Nearby, an unprecedented $1 billion initiative to both restore and modernize the historic Houses for Harvard College students, known as House Renewal, continues to move forward. Following the completion of work to Stone Hall in 2013 and McKinlock Hall last year, the Dunster House renovation is scheduled to wrap up in the fall. Preconstruction work on the next enterprise, Winthrop House, will begin this summer. House Renewal strives to fulfill the changing technological, social, and programmatic needs of Harvard students while also preserving the character of buildings that are almost — and sometimes more than — a century old. Preliminary work on Lowell House, among Harvard’s oldest undergraduate Houses, is expected to begin in the summer of 2016.
Planning and architectural design for the Harvard School of Engineering and Applied Sciences’ (SEAS) future campus in Allston is now underway. With new teaching, research, and community space that builds upon the School’s inherently collaborative approach to learning, the upcoming proximity to Harvard Business School (HBS) and the Harvard Innovation Lab (i-lab) will encourage fresh insights between technology and entrepreneurship and provide an even stronger link between Harvard’s Cambridge and Allston campuses.
Harvard Business School (HBS) recently completed structural work to the Ruth Mulan Chu Chao Center, a four-story, 90,000-square-foot building that will contain classrooms, meeting space, offices, and dining facilities for the more than 10,000 guests who attend courses and events annually through the Business School’s Executive Education program. The Chao Center, which replaces the Kresge building, is expected to open in June 2016.

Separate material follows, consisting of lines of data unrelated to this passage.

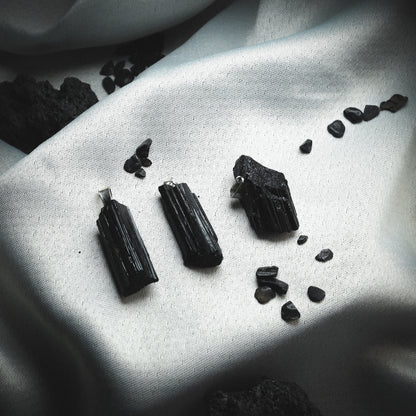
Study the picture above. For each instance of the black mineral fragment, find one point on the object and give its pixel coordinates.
(123, 246)
(324, 255)
(306, 147)
(353, 114)
(190, 225)
(290, 312)
(316, 294)
(337, 128)
(265, 196)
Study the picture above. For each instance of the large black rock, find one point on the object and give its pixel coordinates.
(31, 112)
(190, 225)
(123, 246)
(268, 398)
(265, 196)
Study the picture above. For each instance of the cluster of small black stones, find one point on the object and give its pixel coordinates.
(355, 115)
(139, 160)
(141, 53)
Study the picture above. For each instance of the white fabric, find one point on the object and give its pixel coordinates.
(70, 345)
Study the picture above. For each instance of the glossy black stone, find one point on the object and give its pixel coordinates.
(265, 196)
(353, 114)
(302, 239)
(143, 150)
(370, 112)
(337, 128)
(125, 251)
(264, 294)
(268, 398)
(324, 255)
(290, 312)
(108, 85)
(395, 103)
(132, 164)
(306, 147)
(190, 225)
(108, 68)
(316, 294)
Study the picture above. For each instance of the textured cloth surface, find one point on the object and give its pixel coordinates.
(258, 79)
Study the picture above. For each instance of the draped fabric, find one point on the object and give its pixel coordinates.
(258, 79)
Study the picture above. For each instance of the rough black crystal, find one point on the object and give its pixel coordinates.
(306, 147)
(370, 112)
(268, 398)
(265, 196)
(315, 294)
(353, 114)
(324, 255)
(264, 294)
(123, 246)
(337, 128)
(290, 312)
(395, 103)
(190, 225)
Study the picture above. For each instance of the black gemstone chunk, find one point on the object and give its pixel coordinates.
(108, 68)
(370, 112)
(306, 147)
(315, 294)
(132, 164)
(108, 85)
(190, 225)
(123, 246)
(302, 239)
(325, 255)
(268, 398)
(264, 294)
(265, 196)
(267, 272)
(353, 114)
(143, 150)
(395, 103)
(290, 312)
(337, 128)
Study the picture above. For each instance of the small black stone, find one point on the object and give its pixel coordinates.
(370, 112)
(132, 164)
(306, 147)
(337, 128)
(325, 255)
(267, 272)
(395, 103)
(353, 114)
(264, 294)
(108, 85)
(290, 312)
(143, 150)
(108, 68)
(302, 239)
(123, 78)
(315, 294)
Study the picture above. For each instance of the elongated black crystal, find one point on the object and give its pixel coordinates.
(126, 253)
(265, 196)
(190, 225)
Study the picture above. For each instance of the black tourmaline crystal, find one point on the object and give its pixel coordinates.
(269, 398)
(265, 196)
(126, 253)
(193, 232)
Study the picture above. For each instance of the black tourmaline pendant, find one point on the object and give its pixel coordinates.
(193, 232)
(126, 253)
(265, 196)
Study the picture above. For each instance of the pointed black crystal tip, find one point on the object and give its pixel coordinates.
(265, 196)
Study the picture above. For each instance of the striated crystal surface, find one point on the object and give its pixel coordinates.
(190, 225)
(123, 246)
(265, 196)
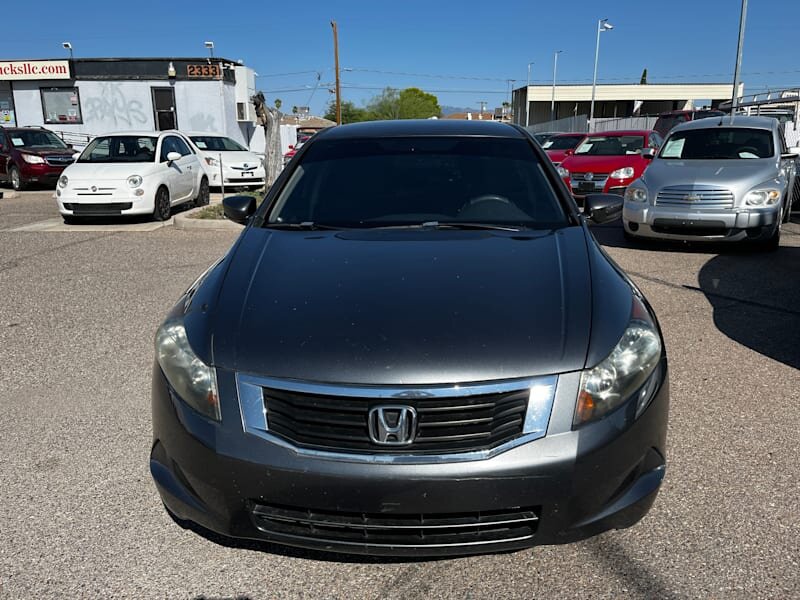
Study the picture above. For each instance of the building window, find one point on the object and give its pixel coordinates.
(61, 105)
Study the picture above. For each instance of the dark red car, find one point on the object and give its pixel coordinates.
(560, 146)
(32, 155)
(607, 162)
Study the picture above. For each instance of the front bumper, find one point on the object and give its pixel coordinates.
(556, 489)
(116, 204)
(686, 224)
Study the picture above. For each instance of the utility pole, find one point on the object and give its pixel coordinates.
(739, 48)
(336, 66)
(553, 95)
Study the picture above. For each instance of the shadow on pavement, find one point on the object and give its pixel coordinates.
(756, 300)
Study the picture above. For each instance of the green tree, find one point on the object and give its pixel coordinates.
(416, 104)
(350, 113)
(385, 105)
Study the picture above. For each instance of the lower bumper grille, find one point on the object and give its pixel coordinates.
(403, 530)
(98, 209)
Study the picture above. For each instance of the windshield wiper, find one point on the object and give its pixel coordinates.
(305, 226)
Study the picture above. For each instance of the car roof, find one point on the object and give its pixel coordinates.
(620, 132)
(420, 127)
(738, 121)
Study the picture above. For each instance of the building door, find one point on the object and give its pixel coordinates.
(164, 108)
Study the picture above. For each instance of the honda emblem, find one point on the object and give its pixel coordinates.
(392, 425)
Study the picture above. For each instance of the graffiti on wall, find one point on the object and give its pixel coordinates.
(112, 106)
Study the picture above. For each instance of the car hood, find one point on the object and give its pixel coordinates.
(602, 164)
(109, 171)
(234, 158)
(404, 307)
(734, 174)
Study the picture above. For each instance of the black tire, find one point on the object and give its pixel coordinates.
(203, 194)
(15, 177)
(162, 208)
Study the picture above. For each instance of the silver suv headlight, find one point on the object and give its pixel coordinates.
(765, 197)
(635, 194)
(193, 381)
(627, 371)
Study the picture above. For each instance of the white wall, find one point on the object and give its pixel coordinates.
(108, 106)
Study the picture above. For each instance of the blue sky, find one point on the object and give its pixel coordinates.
(464, 52)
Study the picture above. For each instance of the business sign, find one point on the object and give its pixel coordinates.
(34, 69)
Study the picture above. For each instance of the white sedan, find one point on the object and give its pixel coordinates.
(227, 161)
(132, 173)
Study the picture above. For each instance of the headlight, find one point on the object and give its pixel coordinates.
(762, 197)
(624, 372)
(32, 159)
(623, 173)
(636, 194)
(193, 380)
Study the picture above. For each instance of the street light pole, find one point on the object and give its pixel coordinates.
(527, 100)
(553, 96)
(739, 48)
(602, 25)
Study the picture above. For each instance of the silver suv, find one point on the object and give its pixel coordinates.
(716, 179)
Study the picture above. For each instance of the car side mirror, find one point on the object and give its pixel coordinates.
(602, 208)
(239, 209)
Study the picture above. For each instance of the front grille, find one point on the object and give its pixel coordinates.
(98, 209)
(695, 196)
(580, 185)
(449, 424)
(393, 530)
(58, 161)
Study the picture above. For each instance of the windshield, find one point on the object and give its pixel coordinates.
(719, 143)
(597, 145)
(218, 144)
(562, 142)
(422, 180)
(120, 148)
(36, 139)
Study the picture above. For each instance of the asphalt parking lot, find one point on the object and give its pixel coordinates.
(80, 517)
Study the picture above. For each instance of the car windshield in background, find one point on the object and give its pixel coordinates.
(566, 142)
(218, 144)
(422, 181)
(719, 143)
(597, 145)
(36, 139)
(120, 148)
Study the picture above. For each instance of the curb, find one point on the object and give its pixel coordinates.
(184, 221)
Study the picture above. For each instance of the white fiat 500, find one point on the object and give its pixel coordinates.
(227, 161)
(132, 173)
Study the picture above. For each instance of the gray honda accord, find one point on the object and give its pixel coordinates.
(416, 347)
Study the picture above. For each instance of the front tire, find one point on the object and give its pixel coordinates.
(203, 196)
(162, 208)
(17, 182)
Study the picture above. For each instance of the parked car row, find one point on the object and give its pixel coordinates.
(715, 177)
(127, 173)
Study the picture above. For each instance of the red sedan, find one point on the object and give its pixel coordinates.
(560, 146)
(608, 162)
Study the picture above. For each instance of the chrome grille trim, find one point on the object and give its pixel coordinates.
(254, 413)
(695, 196)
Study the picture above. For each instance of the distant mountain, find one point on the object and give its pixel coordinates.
(449, 110)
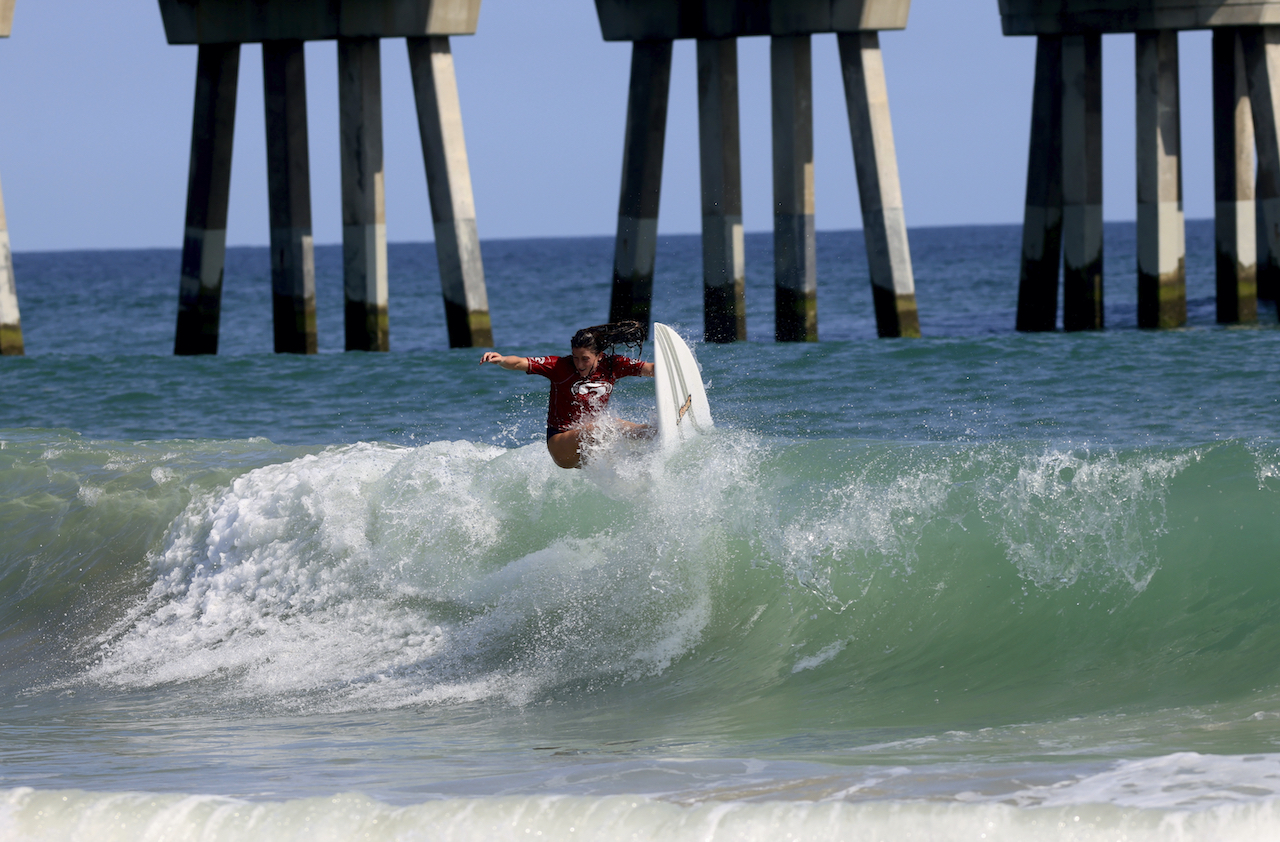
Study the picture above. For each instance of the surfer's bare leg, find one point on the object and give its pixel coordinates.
(634, 430)
(563, 448)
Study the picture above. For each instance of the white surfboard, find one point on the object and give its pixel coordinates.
(682, 408)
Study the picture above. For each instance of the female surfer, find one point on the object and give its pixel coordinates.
(581, 384)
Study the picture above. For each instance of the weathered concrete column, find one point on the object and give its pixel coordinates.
(1161, 230)
(209, 178)
(1267, 269)
(293, 273)
(1042, 216)
(795, 270)
(636, 243)
(723, 260)
(1261, 47)
(876, 161)
(10, 324)
(448, 178)
(364, 206)
(1234, 214)
(1082, 182)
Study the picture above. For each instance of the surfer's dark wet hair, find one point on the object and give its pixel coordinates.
(603, 338)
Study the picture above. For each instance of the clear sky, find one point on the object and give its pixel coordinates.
(95, 127)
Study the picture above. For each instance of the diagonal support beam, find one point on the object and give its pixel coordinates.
(888, 255)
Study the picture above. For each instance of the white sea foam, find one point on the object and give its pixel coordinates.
(28, 815)
(1066, 515)
(380, 576)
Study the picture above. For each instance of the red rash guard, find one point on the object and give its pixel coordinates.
(575, 398)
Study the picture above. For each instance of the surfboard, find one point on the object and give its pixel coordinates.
(682, 408)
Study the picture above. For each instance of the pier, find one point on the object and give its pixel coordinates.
(1063, 214)
(219, 27)
(652, 26)
(10, 321)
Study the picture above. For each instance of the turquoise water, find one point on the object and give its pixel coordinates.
(992, 584)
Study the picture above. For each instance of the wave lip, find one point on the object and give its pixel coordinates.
(859, 582)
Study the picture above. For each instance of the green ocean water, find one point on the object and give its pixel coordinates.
(977, 584)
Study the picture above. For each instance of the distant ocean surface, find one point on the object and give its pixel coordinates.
(981, 585)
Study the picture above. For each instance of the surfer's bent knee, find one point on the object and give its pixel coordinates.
(562, 444)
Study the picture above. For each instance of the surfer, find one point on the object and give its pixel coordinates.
(581, 384)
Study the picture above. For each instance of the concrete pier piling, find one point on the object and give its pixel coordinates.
(636, 243)
(1246, 69)
(723, 250)
(1161, 230)
(1082, 182)
(888, 257)
(10, 323)
(204, 245)
(795, 268)
(283, 27)
(288, 179)
(457, 242)
(1234, 213)
(1261, 47)
(364, 205)
(716, 24)
(1042, 216)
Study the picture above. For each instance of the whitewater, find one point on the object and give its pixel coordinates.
(981, 585)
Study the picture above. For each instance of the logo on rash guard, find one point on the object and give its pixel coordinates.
(593, 389)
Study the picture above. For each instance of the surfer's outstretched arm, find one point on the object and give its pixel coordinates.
(510, 364)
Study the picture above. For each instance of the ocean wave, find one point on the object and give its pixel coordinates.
(872, 581)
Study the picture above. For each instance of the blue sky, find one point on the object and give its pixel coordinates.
(95, 127)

At the Harvard Graduate School of Education (HGSE), the first major upgrade to Longfellow Hall in 50 years was completed this month. The existing fourth floor was renovated and a fifth floor was added to create 2,800 square feet for new classrooms and meeting spaces. The expansion allows for some HGSE staff and research activities that have been operating off-campus to relocate to Longfellow, bringing them into the Appian Way fold while trimming costs for two leased properties.
In addition to the launch of a new medical education curriculum this fall, the Tosteson Medical Education Center on the Harvard Medical School (HMS) Quadrangle in Boston is undergoing an upgrade. Work to convert part of the former anatomy lab into a “dry anatomy” study and collaboration space is already underway. Four new learning suites, including classrooms, studios, lab rooms, and collaboration space on the first and third floors will be completed by early August. Further, HMS officials are working with architects to develop a long-term, master-planning framework for the campus.